Create the parts' upload requests

In the last step we looped to create each individual part, in this section, we'll do the actual creation.


func uploadAWSPart(_ awsPartNumber:Int)
{
        //Get a presigned URL for AWS S3
        let getPreSignedURLRequest = AWSS3GetPreSignedURLRequest()
        
        //specify which bucket we want to upload to
        getPreSignedURLRequest.bucket = self.bucketName

		//specify what is the name of the file
        getPreSignedURLRequest.key = self.fileName
        
        //for upload, we need to do a PUT
        getPreSignedURLRequest.HTTPMethod = AWSHTTPMethod.PUT;
        
        //this is where the magic happens, you can specify how long you want
        //this pre-signed URL to be valid for, in this case 36 hours
        getPreSignedURLRequest.expires = Date(timeIntervalSinceNow: 36 * 60 * 60);

        //Important: set contentType for a PUT request.
        getPreSignedURLRequest.contentType = self.contentType
        
        //Tell AWS which upload you are uploading to, this is a value we got earlier
        getPreSignedURLRequest.setValue(self.multipartUploadId, forRequestParameter: "uploadId")
        
        //tell AWS what is the index of this part, note that this needs to be a string for some reason
        getPreSignedURLRequest.setValue(String(awsPartNumber), forRequestParameter: "partNumber") 

        //generate the file for the current chunck
        //NSURLSession can only work from files when working in the background
        //so we need to create a file containing just the part required
        let URL = self.fileForChunk(awsPartNumber) 
        
        //AWS wants to get an MD5 hash of the file to make sure everything got transfered ok
        let MD5 = (try?
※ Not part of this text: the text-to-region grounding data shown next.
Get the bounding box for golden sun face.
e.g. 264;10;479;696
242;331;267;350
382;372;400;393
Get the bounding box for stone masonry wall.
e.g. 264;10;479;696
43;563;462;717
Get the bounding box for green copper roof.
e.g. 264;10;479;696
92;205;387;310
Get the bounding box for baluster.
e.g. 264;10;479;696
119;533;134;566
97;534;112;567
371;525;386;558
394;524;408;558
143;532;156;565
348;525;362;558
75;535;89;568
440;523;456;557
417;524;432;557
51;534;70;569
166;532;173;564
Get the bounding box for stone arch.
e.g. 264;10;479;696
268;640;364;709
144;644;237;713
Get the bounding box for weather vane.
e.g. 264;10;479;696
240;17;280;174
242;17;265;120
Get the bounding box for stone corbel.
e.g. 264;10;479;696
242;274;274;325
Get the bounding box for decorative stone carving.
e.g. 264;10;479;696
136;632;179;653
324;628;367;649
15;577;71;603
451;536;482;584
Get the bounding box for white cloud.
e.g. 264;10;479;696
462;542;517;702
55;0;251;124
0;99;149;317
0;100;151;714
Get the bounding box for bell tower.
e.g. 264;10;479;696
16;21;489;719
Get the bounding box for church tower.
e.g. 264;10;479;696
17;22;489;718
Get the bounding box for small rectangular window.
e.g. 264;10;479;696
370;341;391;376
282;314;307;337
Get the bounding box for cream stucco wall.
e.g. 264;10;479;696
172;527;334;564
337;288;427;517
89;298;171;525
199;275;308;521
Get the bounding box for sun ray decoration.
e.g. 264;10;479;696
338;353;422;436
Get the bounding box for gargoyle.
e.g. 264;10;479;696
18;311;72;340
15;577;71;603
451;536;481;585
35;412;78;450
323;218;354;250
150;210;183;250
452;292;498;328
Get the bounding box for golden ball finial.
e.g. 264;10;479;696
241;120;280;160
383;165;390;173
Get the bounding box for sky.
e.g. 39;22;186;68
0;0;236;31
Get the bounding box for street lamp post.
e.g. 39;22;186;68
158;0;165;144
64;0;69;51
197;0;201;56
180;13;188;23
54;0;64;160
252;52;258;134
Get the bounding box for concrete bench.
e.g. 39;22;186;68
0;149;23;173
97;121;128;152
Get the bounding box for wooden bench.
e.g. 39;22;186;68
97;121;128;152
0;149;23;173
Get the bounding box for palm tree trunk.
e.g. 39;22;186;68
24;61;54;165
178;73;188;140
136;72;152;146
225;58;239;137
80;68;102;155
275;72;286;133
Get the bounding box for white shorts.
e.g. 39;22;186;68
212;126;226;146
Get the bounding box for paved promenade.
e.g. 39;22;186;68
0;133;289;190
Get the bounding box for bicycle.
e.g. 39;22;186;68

Data(contentsOf: URL))?.base64MD5()
        getPreSignedURLRequest.contentMD5 = MD5
        
        //create a presigned URL request for this specific chunk
        let presignedTask = AWSS3PreSignedURLBuilder.defaultS3PreSignedURLBuilder().getPreSignedURL(getPreSignedURLRequest)
        
        //run the request to get a presigned URL
        presignedTask.continueWithExecutor(AWSExecutor.mainThreadExecutor(), withBlock: { (task:AWSTask!) -> AnyObject! in            
            if let presignedURL = task.result as? NSURL
            {
            	//we now have the URL we can use to upload this chunk...
                self.startUploadForPresignedURL (presignedURL, chunkURL: URL, awsPartNumber: awsPartNumber)
            }
            return nil
        })
    }
}

Start uploading a part

The code above got us the pre-signed URL for a single part, but did not actually start the upload and this is done using NSURLSession functionality.


    func startUploadForPresignedURL (_ presignedURL:URL, chunkURL: URL, awsPartNumber: Int)
    {
    	//create the request with the presigned URL
        let URLRequest = NSMutableURLRequest(url: presignedURL)
        URLRequest.cachePolicy = .reloadIgnoringLocalCacheData
        URLRequest.httpMethod = "PUT"
        URLRequest.setValue(self.contentType, forHTTPHeaderField: "Content-Type")
        URLRequest.setValue((try? Data(contentsOf: chunkURL))?.base64MD5(), forHTTPHeaderField: "Content-MD5")
        
        //create the upload task with the request
        let uploadTask = self.session!.uploadTask(with: URLRequest as URLRequest, fromFile: chunkURL)
        
        //set the part number as the description so we can keep track of the various tasks
        uploadTask.taskDescription = String(awsPartNumber)
        
        //start the part upload
        uploadTask.resume()
    }

 

Handle response for each part

As the responses come in you will need to save some information about the parts so that once they are all complete, you can pass that information back to AWS.


    func handleSuccessfulPartUploadInSession (_ session: Foundation.URLSession, task: URLSessionTask)
    {
        //for each part we need to save the etag and the part number
        let completedPart = AWSS3CompletedPart()
        
        //remember how we saved the part number in the task description, time to get it back
        completedPart.partNumber = NSNumber(unsignedInteger: UInt(task.taskDescription!)!)
        
        //save the etag as AWS needs that information
         let headers = (task.response as! HTTPURLResponse).allHeaderFields
        completedPart.ETag = headers["ETag"] as? String
        
        //add the part to the list of completed parts
        self.completedPartsInfo.parts!.append(completedPart)
       
        
        //check if there are any other parts uploading
        self.session!.getAllTasks(completionHandler: { (tasks:[URLSessionTask]) -> Void in
            if tasks.count > 1 //completed task are flushed from the list, current task is still listed though, hence 1
            {
                //upload is still progressing
            }
            else
            {
            	//all parts were uploaded, let AWS know
                self.completeUpload(session)
            }
        })
    }

Complete the upload 

Now that all the parts are uploaded, we need to let AWS know about it and give it the information it needs to reassemble those parts.


    func completeUpload (_ session:Foundation.URLSession)
    {
        //For some reason AWS needs the parts sorted, it can't do it on its own...
        let descriptor = NSSortDescriptor(key: "partNumber", ascending: true)
        self.completedPartsInfo.parts = (self.completedPartsInfo.parts! as NSArray).sortedArrayUsingDescriptors([descriptor])
        
        //close up the session as we are done
        self.session?.finishTasksAndInvalidate()
        self.session = nil
        
        //create the request to complete the multipart upload
        let complete = AWSS3CompleteMultipartUploadRequest()
        complete.uploadId = self.multipartUploadId
        complete.bucket = "mygreatbucket"
        complete.multipartUpload = self.completedPartsInfo
        complete.key = "myGreatFile"
       
       //run the request that will complete the uplaod
       AWSS3.defaultS3().completeMultipartUpload(complete).continueWithBlock({ (task:AWSTask!) -> AnyObject! in
       		//handle error and do any needed cleanup
            return nil
        })
    }

 

That is it. It always seems to me like a lot of code, but this is what you'll need. Keep in mind, if you are uploading small files the transfer utility is your friend.

Also, the other thing to keep in mind is that on top of this code, you'll most likely have to add the code to properly keep track of the completion of the NSURLSessionTasks.